Opinią publiczną wstrząsnęła ujawniona niedawno sprawa dwóch dziennikarzy "Gazety Wyborczej" i "Krytyki Politycznej" Justyna Samolińska, działaczka partii Razem, w obliczu tak niewygodnej dla lewicy sprawy, postanowiła dowieść, że problem w znacznie większym stopniu dotyczy prawicy i... wysunęła oskarżenie pod adresem posła Kukiz'15, Marka Jakubiaka. Teraz może mieć kłopoty. 

Działaczka lewicowego ugrupowania na łamach portalu Wirtualna Polska opisała sytuację, która miała wydarzyć się ponad dwa lata temu, podczas wieczoru wyborczego w studiu telewizyjnym, do którego została zaproszona wraz z Jakubiakiem. Jak opisuje Samolińska, program był długi, a przedstawiciele komitetów wyborczych nie mieli głosu. Nie zapomniała zaznaczyć, że była tam jedyną kobietą. Telewizja transmitowała natomiast przemówienia Beaty Szydło oraz Ewy Kopacz. 

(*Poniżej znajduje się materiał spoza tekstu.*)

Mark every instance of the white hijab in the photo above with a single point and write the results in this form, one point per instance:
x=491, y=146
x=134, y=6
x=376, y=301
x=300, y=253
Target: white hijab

"Znudzony Jakubiak najpierw zaczął z obleśnym uśmiechem pytać, czy nie zimno mi w tej cienkiej bluzeczce, następnie stwierdził z żalem, że program długi, on już wypił całą swoją wodę i poszedłby do toalety, może poszłabym z nim?"- przekonuje Samolińska. W dalszej części artykułu lewicowa działaczka twierdzi również, że poseł Marek Jakubiak jest nazywany "pornoprawicą" przez jedną z posłanek PiS. 

Poseł Kukiz'15 odniósł się już do rewelacji działaczki partii Razem. "Mitomania nie zawsze dobrze się kończy"- podsumował polityk. Jak relacjonuje, podczas wspomnianego programu po jego prawej stronie siedziała "młoda miła stremowana osoba". 

"Nie mam pojęcia o czym Pani pisze, ale współczuję, mitomania nie zawsze dobrze się kończy. Jutro mój prawnik będzie szukał z Panią kontaktu, bo trzeba wiedzieć, że mam swoją szczęśliwą rodzinę którą będę bronił przed złem wszelakim"- zapowiedział Jakubiak. 

"To jest szaleństwo szanowna Pani"- podsumował poseł Kukiz'15.